Stairwell
Five flights. That was the tenement. Five flights up and five flights down and everything you owned you carried. Groceries. Furniture. Laundry. The stairwell was the highway of the building. One lane. No passing. You met your neighbors on the stairs and the stairs were the only place in the building where everybody went the same way.
The stairwell had an echo. A shout on the first floor arrived on the fifth floor two seconds later. The echo was the building's memory. Every sound the stairwell heard it repeated. The stairwell was the first recording studio. Doo-wop groups sang in stairwells because the echo made four voices sound like eight. The stairwell was the reverb before the reverb existed.
The banister was oak. Dark. Polished by ten thousand hands. The banister got smoother every year because every hand that touched it took something away and left something behind. The banister was the handshake of the building. You grabbed it on the way up and you grabbed it on the way down and the banister did not care which direction you were going.

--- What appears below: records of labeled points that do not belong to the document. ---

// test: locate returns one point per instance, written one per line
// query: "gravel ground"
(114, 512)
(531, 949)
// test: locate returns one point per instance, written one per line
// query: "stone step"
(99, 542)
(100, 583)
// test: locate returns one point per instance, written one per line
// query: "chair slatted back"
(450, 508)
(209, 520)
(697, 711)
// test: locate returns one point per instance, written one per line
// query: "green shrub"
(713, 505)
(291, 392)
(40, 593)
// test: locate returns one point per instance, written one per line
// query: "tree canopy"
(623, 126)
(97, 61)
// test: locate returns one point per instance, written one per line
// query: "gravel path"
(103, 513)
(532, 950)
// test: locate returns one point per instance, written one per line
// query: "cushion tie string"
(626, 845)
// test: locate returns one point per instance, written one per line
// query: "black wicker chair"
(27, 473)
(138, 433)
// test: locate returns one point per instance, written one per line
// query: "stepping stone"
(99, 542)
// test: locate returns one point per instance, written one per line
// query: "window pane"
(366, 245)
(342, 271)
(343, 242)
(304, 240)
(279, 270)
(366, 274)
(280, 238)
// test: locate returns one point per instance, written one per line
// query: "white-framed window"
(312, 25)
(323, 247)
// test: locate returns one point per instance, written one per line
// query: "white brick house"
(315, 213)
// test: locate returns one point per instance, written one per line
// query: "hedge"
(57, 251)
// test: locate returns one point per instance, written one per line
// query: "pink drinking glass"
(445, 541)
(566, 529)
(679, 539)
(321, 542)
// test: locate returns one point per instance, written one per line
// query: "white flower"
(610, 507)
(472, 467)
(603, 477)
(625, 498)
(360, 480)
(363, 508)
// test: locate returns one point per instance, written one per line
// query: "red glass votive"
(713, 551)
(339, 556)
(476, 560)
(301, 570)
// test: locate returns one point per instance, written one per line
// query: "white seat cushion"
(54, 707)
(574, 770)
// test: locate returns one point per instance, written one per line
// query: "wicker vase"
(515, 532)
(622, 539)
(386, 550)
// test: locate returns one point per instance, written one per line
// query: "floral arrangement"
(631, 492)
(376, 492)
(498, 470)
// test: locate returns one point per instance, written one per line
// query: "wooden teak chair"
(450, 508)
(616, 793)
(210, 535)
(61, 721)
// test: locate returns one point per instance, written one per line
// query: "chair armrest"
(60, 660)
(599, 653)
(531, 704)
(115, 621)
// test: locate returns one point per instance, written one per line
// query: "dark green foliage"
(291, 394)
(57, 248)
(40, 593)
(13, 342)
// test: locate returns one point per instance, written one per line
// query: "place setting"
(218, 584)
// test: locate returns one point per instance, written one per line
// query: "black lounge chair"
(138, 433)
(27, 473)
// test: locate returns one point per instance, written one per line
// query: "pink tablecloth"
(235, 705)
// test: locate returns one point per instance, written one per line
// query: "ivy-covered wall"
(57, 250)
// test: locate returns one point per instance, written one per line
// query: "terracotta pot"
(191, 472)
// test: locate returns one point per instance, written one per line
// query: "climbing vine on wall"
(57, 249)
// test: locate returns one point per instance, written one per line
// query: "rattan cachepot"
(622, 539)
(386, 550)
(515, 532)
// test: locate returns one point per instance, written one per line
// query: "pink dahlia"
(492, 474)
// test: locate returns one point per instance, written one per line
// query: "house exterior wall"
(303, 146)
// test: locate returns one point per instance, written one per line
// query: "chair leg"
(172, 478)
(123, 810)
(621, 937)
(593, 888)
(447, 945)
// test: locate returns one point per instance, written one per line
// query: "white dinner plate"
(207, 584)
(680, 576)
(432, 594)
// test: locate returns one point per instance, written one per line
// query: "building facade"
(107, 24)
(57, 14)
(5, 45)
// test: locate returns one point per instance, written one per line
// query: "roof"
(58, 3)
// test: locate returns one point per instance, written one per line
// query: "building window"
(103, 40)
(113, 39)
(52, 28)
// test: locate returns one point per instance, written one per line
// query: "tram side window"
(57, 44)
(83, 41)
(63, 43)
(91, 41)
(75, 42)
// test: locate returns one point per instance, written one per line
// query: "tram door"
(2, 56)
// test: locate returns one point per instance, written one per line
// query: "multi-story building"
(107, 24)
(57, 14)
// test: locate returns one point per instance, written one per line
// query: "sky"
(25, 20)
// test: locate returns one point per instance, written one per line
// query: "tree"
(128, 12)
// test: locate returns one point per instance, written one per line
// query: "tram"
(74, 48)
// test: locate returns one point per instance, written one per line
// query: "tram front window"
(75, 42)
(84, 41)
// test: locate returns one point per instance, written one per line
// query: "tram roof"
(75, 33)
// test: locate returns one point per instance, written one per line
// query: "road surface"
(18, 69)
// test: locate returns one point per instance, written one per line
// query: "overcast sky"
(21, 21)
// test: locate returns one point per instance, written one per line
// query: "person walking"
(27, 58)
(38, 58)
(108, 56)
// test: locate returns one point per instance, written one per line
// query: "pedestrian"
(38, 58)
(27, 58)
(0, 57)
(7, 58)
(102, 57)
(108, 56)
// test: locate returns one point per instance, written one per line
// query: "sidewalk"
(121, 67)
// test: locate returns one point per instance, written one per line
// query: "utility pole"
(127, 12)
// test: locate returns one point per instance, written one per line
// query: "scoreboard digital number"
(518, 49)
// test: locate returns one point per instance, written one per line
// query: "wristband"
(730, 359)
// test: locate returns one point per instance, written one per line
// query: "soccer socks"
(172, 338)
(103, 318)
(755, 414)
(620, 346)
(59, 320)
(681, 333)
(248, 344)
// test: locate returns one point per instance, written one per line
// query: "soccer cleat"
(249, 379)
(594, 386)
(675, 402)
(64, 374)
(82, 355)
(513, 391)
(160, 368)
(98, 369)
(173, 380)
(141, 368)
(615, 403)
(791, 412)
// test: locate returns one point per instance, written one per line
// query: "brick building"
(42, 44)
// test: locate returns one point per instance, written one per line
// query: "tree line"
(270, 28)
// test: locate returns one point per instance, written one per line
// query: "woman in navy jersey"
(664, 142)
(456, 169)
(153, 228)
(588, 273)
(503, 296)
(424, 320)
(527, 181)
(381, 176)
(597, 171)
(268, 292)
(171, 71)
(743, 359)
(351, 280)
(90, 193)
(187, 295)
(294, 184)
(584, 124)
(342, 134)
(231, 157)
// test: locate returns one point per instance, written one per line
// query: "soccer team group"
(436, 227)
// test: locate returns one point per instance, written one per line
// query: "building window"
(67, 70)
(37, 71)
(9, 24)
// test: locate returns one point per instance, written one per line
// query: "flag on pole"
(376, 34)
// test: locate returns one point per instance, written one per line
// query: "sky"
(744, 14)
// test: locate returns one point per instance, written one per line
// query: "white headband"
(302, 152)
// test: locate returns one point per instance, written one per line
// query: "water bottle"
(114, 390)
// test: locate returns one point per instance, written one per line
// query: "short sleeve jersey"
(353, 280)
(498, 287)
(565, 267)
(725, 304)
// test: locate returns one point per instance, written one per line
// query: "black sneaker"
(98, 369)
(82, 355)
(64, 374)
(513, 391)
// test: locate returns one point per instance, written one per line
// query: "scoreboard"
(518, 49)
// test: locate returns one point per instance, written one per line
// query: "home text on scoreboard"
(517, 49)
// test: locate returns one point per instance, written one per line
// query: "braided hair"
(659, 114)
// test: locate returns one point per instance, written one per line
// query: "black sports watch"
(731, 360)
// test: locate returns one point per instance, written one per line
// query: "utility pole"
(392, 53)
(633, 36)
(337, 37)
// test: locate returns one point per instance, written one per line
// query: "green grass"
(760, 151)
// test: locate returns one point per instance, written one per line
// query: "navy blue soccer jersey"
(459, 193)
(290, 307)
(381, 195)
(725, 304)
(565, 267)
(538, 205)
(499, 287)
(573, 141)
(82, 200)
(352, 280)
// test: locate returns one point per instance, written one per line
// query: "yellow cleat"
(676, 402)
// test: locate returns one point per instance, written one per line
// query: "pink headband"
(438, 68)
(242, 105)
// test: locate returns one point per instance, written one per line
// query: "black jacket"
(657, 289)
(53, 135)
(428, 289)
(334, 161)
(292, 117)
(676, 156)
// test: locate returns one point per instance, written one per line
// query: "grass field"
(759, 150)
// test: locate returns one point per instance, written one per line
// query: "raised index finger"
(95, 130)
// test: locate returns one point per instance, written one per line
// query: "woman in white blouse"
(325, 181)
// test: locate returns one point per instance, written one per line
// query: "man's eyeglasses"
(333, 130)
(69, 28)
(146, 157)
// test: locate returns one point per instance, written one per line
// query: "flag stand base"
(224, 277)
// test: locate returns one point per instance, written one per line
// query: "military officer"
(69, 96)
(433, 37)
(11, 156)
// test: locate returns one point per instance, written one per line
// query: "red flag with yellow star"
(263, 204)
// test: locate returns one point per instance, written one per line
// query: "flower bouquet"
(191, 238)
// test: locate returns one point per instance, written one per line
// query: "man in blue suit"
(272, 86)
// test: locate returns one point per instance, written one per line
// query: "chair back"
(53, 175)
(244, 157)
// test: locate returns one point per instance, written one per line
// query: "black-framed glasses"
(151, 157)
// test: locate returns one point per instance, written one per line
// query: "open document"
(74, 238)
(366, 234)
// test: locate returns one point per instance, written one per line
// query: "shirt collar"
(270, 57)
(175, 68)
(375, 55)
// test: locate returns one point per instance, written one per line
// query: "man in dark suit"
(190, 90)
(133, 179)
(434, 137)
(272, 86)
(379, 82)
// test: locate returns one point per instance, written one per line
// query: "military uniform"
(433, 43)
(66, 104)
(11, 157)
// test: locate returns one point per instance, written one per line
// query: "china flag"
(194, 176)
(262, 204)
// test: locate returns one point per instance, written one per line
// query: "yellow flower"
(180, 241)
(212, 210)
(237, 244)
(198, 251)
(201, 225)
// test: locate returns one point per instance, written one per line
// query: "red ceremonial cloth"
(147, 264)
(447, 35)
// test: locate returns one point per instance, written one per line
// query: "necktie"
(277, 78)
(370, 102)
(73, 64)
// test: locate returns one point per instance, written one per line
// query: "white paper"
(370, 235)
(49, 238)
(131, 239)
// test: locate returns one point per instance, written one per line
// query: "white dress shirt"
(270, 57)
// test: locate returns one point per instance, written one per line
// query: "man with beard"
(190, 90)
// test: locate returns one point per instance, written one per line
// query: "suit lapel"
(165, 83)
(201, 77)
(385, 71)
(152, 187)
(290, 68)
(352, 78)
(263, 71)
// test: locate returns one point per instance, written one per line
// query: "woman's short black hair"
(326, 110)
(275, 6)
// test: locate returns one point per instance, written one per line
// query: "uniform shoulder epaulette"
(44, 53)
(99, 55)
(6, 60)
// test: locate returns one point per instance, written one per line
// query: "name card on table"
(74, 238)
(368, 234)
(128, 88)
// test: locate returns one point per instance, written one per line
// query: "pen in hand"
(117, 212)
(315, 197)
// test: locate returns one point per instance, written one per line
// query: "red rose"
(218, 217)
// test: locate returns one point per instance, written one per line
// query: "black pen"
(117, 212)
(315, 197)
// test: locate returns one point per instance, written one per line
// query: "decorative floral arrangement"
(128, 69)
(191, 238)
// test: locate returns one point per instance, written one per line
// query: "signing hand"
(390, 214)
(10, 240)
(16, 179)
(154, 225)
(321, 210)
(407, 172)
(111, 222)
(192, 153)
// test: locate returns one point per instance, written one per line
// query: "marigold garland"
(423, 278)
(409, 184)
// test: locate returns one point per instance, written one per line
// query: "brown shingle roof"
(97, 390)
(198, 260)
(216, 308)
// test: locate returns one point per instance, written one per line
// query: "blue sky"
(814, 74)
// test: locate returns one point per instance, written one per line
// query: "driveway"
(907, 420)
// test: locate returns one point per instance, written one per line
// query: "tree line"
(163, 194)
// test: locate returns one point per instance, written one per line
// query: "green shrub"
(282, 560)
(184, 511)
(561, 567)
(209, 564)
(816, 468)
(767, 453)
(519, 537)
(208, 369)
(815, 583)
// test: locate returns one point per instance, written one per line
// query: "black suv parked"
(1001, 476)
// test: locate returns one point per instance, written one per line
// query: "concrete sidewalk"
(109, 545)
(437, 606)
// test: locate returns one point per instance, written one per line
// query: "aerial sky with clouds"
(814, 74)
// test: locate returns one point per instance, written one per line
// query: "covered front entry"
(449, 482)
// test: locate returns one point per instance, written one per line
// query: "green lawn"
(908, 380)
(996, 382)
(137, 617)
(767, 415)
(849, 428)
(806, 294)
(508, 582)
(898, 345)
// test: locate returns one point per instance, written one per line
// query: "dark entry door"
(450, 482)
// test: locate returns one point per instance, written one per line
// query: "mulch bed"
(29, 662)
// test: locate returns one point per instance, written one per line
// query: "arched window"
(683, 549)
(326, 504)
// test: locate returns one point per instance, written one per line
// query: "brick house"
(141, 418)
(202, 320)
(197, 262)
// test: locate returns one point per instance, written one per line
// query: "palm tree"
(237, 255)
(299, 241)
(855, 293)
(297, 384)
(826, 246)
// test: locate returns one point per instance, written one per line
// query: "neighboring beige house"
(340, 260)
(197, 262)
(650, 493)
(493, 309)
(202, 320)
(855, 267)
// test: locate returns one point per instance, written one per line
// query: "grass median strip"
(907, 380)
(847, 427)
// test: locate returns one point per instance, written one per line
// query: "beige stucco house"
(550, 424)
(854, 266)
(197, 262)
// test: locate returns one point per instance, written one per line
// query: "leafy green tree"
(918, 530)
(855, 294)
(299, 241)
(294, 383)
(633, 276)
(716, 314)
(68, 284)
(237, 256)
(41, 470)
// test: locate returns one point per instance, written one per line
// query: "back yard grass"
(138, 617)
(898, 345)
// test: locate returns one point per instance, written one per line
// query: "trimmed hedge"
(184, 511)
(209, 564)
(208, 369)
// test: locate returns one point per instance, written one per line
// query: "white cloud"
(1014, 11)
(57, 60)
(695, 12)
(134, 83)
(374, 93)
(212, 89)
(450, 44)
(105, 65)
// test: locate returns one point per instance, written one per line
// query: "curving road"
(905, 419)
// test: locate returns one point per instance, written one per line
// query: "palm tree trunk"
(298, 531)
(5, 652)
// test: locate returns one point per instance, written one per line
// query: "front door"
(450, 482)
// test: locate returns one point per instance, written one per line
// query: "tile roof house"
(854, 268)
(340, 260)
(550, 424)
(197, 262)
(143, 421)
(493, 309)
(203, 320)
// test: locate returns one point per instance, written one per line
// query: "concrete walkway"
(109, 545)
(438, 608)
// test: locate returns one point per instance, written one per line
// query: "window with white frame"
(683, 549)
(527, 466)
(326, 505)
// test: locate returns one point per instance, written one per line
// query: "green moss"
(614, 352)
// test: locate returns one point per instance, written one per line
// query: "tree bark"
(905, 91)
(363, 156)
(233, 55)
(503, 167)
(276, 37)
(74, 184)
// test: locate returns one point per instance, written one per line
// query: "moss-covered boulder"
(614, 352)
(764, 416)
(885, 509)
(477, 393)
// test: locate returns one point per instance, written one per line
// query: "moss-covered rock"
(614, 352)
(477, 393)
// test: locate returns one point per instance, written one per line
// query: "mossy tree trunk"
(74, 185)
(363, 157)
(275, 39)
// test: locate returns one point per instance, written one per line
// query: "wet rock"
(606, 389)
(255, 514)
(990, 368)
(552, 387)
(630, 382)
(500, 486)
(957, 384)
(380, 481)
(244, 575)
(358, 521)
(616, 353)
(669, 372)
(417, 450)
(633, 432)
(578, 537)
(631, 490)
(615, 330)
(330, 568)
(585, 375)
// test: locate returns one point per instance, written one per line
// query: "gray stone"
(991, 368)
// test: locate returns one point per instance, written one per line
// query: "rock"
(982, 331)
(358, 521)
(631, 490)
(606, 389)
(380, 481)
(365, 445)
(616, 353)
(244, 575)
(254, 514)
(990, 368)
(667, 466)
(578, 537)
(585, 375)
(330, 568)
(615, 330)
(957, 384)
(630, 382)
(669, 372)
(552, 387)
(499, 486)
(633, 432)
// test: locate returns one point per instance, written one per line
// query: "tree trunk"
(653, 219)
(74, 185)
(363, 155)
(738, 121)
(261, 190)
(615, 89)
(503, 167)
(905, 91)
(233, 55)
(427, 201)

The super mopped the stairs every morning. The mop and the bucket and the smell of pine. The stairwell smelled like pine and cooking and cigarettes and the perfume of whoever just walked through. The stairwell was the nose of the building. You knew what floor you were on by what you smelled. First floor was garlic. Third floor was laundry. Fifth floor was tar from the roof.
They put in elevators. The elevator is faster. The elevator is easier. The elevator does not smell like anything. The elevator does not echo. The elevator moves you from the lobby to your door and you see nobody and you hear nothing and you arrive alone. The stairwell was a journey. The elevator is a transaction. The stairwell knew everybody's name. The elevator knows everybody's floor.